The 16 lanes use “state of the art” materials, Denafo said, but use an “old-fashioned” ball return system. Guests can see their ball run back to them with an above-ground ball track. Most newer ball returns push balls back to bowlers using underground tubes, but Denafo said that he was excited by the novelty of an above-ground ball return. 

Several bowling lanes can be rented out for private events.  

Food and Beer 

The complex has two restaurants with different goals. One is more of an open bar with quick eats like fresh pizza, easily accessible for bowlers. The other is a restaurant with a full kitchen that serves premium dishes like salmon and stuffed flounder. 

The center also has an outdoor “beer garden” with artificial turf and bright landscaping. Guests who drink here will be fully secluded from the parking lot by several hedges.  

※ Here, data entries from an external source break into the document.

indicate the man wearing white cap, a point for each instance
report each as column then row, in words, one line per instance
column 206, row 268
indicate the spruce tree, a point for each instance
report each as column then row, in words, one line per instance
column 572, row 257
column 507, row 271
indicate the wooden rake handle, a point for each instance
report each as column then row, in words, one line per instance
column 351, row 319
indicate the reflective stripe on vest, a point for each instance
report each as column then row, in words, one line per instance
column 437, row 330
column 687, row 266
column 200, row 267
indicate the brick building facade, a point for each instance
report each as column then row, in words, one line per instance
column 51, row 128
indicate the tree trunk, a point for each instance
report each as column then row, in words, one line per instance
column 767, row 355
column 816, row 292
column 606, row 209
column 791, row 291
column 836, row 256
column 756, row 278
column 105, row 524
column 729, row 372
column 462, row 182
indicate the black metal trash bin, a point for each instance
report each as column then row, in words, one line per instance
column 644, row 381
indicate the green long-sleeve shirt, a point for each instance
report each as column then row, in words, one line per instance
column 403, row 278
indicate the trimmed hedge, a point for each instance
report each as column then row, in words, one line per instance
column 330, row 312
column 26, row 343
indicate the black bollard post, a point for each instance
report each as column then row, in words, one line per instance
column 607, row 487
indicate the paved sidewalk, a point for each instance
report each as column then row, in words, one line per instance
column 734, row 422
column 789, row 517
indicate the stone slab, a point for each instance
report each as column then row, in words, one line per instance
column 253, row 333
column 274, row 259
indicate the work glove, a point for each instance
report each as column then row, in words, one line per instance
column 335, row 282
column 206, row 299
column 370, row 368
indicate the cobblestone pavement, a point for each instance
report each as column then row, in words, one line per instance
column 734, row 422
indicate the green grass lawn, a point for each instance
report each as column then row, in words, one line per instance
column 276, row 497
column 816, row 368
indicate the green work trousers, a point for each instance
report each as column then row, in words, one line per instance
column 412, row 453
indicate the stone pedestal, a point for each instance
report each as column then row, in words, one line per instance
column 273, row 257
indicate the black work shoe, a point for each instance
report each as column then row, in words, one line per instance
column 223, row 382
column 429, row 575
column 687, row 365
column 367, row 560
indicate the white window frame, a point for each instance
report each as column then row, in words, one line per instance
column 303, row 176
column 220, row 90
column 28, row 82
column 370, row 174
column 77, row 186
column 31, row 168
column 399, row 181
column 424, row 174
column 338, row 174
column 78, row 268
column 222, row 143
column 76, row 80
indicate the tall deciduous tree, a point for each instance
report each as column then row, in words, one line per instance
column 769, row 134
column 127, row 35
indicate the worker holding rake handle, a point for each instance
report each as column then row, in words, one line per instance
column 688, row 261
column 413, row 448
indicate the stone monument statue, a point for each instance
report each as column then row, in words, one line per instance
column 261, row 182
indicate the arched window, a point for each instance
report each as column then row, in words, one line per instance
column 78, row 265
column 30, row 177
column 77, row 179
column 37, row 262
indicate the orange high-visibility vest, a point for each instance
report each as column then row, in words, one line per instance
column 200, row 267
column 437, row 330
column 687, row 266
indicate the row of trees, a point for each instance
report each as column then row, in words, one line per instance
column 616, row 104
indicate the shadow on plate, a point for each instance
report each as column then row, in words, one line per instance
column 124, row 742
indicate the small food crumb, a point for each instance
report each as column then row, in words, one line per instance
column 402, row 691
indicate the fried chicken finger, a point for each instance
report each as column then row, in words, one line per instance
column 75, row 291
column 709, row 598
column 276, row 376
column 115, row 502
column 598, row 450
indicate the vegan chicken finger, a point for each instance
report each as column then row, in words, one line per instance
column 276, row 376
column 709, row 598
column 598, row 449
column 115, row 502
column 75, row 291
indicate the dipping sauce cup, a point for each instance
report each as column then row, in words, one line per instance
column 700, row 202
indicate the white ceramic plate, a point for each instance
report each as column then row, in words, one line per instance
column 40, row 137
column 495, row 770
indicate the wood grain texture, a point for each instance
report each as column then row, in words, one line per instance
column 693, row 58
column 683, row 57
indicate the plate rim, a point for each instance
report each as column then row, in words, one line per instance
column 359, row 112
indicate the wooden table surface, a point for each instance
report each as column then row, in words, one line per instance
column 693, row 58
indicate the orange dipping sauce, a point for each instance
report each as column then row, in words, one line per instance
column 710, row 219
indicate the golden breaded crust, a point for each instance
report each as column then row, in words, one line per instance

“It’s kind of like what MudHen did in Wildwood,” Bunting said.  

Out there, guests can play games like cornhole and can lounge while they drink. 

A concessionaire liquor license will allow the complex to serve alcohol at each of these locations. This special license is only available when the business is controlled in some form by a government entity. In this case, Cape May County owns the land where the complex is being built.  

An Uphill Battle 

The project has been a long time coming. There have been many hiccups along the way – supply chain woes, price increases, and objections to the center’s liquor license – but the final product represents a significant investment for both the county and Town Square Entertainment.  

Bunting said that the project would not have happened without the significant support of people in local government, including County Administrator Kevin Lare, County Counsel Jeffrey Lindsay, and North Wildwood Mayor Patrick Rosenello. 

“It was all so expensive to build,” Bunting said, but as the opening date approaches, he and Denafo both expect success.  

“There’s nothing like this around here,” he said. “It excites me to be able to help the community in this way.”